県名五十音順に、愛知《あいち》のW辺さん、大分《おおいた》のW辺さん、京都《きょうと》のM林さん、埼玉《さいたま》のK塚さん、佐賀《さが》のTさん、静岡《しずおか》のY崎さんご兄弟、東京《とうきょう》のKさん、徳島《とくしま》のS宮さん、新潟《にいがた》のT屋さん、福岡《ふくおか》のY野目さん、福島《ふくしま》のA藤さん、K村さん、W邊さん、宮城《みやぎ》のK藤さん、いつも送ってくださる方、初めて送ってくださった方、いずれも大変励みにさせていただいております。どうもありがとうございます。ちなみに、アルファベット一文字は苗字《みょうじ》一文字の方です。
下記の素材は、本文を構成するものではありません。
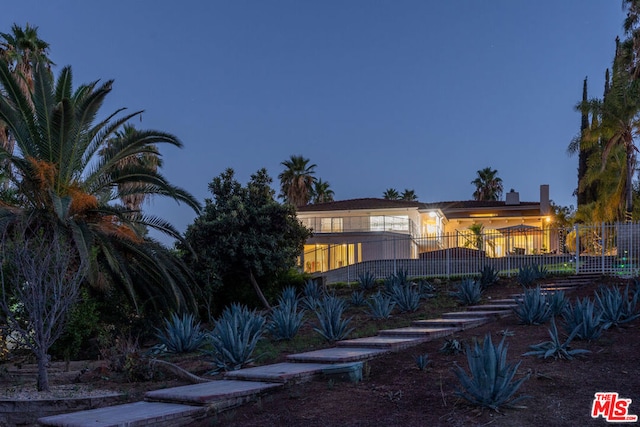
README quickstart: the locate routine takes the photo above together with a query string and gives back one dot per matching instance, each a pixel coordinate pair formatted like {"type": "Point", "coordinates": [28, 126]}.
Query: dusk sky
{"type": "Point", "coordinates": [378, 94]}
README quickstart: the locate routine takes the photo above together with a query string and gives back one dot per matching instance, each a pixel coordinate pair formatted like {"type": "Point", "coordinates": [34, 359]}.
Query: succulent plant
{"type": "Point", "coordinates": [181, 334]}
{"type": "Point", "coordinates": [490, 383]}
{"type": "Point", "coordinates": [555, 347]}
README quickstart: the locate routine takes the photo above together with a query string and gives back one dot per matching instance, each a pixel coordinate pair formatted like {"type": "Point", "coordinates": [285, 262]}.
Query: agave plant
{"type": "Point", "coordinates": [181, 334]}
{"type": "Point", "coordinates": [357, 299]}
{"type": "Point", "coordinates": [366, 281]}
{"type": "Point", "coordinates": [285, 319]}
{"type": "Point", "coordinates": [380, 306]}
{"type": "Point", "coordinates": [584, 318]}
{"type": "Point", "coordinates": [331, 325]}
{"type": "Point", "coordinates": [468, 292]}
{"type": "Point", "coordinates": [488, 276]}
{"type": "Point", "coordinates": [235, 336]}
{"type": "Point", "coordinates": [312, 295]}
{"type": "Point", "coordinates": [490, 384]}
{"type": "Point", "coordinates": [532, 307]}
{"type": "Point", "coordinates": [555, 347]}
{"type": "Point", "coordinates": [616, 307]}
{"type": "Point", "coordinates": [406, 297]}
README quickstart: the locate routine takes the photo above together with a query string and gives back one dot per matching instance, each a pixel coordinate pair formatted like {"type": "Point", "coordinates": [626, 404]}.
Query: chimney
{"type": "Point", "coordinates": [545, 203]}
{"type": "Point", "coordinates": [512, 198]}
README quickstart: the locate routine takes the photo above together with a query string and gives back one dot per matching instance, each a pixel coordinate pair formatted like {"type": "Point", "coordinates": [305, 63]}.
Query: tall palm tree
{"type": "Point", "coordinates": [296, 181]}
{"type": "Point", "coordinates": [409, 195]}
{"type": "Point", "coordinates": [20, 49]}
{"type": "Point", "coordinates": [391, 194]}
{"type": "Point", "coordinates": [69, 172]}
{"type": "Point", "coordinates": [321, 192]}
{"type": "Point", "coordinates": [488, 185]}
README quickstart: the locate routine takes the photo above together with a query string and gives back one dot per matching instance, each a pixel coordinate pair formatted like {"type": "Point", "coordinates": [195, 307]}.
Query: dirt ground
{"type": "Point", "coordinates": [394, 392]}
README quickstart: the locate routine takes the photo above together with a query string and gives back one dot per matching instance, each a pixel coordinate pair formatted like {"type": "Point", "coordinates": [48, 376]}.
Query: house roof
{"type": "Point", "coordinates": [357, 204]}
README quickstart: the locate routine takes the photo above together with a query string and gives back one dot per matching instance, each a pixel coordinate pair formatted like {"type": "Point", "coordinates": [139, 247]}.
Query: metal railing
{"type": "Point", "coordinates": [612, 249]}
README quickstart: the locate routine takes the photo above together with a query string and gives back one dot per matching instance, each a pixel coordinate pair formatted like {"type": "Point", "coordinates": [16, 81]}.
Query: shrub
{"type": "Point", "coordinates": [584, 318]}
{"type": "Point", "coordinates": [490, 384]}
{"type": "Point", "coordinates": [488, 276]}
{"type": "Point", "coordinates": [331, 325]}
{"type": "Point", "coordinates": [357, 299]}
{"type": "Point", "coordinates": [235, 336]}
{"type": "Point", "coordinates": [422, 361]}
{"type": "Point", "coordinates": [406, 297]}
{"type": "Point", "coordinates": [532, 307]}
{"type": "Point", "coordinates": [181, 334]}
{"type": "Point", "coordinates": [285, 320]}
{"type": "Point", "coordinates": [555, 348]}
{"type": "Point", "coordinates": [616, 307]}
{"type": "Point", "coordinates": [468, 292]}
{"type": "Point", "coordinates": [366, 281]}
{"type": "Point", "coordinates": [380, 306]}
こうしてお手紙をいただく度に申し訳なく思うのですが、当方いささか事情あって、お返しができません。中には切手や、せっかく本屋さんで貰《もら》ったポストカードまで同封して、期待《きたい》いっぱいの文面を書いてくださる方も……その際の気持ちを思うと、なんとも心苦しい限り。この場を借りて、お詫《わ》びの言葉を贈らせていただきます。
どうも、申し訳ありません。
あと一言。今回は少々お待たせしました。これからも頑張《がんば》ります。
というわけで、今回は雑談を書くまでもなく。
この本を手に取ってくれた読者の皆様に、無上《むじょう》の感謝を、変わらず。
また皆様のお目にかかれる日がありますように。